The archetypal music sharing company, gagged by a court order last week, has ditched the web's most popular melody format in a bid to appease music publishers and the US courts.
Instead, it will introduce a proprietary format, .nap, that utilises a digital certification system to protect the copyright of music companies.
The system, developed by PlayMedia, ties in with Napster's new subscription-based model so that users cannot swap files without paying for them.

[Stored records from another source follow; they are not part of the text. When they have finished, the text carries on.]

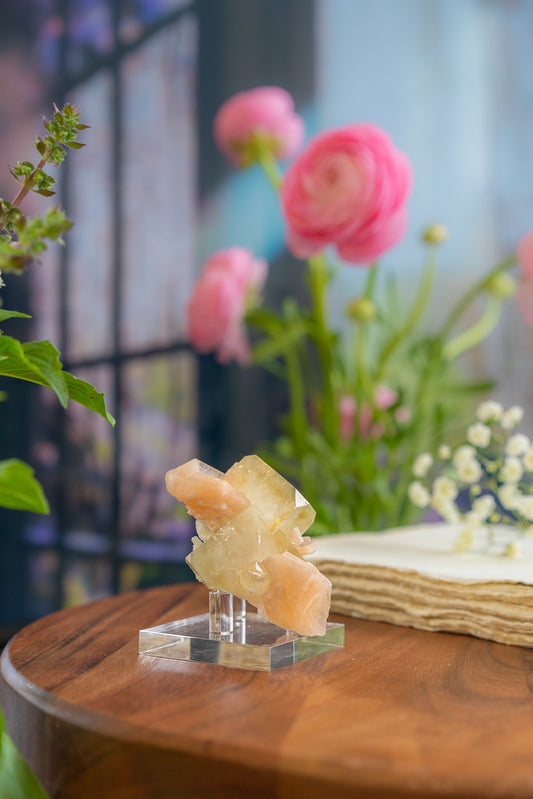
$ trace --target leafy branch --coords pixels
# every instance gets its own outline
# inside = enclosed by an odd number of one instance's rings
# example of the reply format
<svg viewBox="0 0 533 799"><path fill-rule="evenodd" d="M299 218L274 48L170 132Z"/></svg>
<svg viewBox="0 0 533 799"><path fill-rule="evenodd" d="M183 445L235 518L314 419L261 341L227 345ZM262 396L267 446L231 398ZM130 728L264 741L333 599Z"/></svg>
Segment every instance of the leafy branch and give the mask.
<svg viewBox="0 0 533 799"><path fill-rule="evenodd" d="M20 273L47 248L47 242L63 243L62 235L72 227L59 208L49 208L43 217L27 217L20 203L34 192L51 197L55 179L45 167L59 166L67 149L79 150L85 145L77 141L78 134L88 128L80 122L76 106L65 105L62 111L54 106L52 119L44 120L46 135L38 136L34 147L40 155L35 165L19 161L11 174L19 184L14 199L0 199L0 270ZM0 285L3 285L0 279ZM28 314L0 307L0 323L11 318L27 318ZM60 353L50 341L22 343L0 330L0 376L25 380L50 388L66 408L74 400L110 424L115 420L107 411L104 395L94 386L63 370ZM0 506L48 513L49 507L42 488L30 466L16 459L0 461Z"/></svg>
<svg viewBox="0 0 533 799"><path fill-rule="evenodd" d="M47 135L38 136L33 146L41 156L35 165L19 161L11 174L20 188L10 202L0 199L0 270L20 272L47 249L47 241L63 243L62 234L70 230L72 222L59 208L50 208L44 218L27 218L20 203L29 192L42 197L55 194L55 178L45 172L46 166L59 166L65 159L66 149L85 147L77 141L78 134L88 128L80 122L75 105L67 104L62 111L55 107L52 119L44 119Z"/></svg>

One ex-Napster user suggested that the move would tarnish the name of the service within the web community.
"Who do they think they are kidding? The only thing they have going for them are idiotic computer users who are going to hear 'napster' and signup because that's only thing they know about MP3 (except its not going to be mp3 anymore....)," was one comment posted in an internet chat room today.
Another disgruntled one-time Napster supporter said: "They're f**ked. Has a proprietary format ever worked for anyone? No, because it is stupid. And there will always be a free way to get music on the net."
PlayMedia's system is based on its own music compression format known as the AMP codec.
MP3 files submitted to the Napster trading network will be converted to the .nap format before they can be paid for and downloaded. Essentially this will give the company total control over what is available on the network.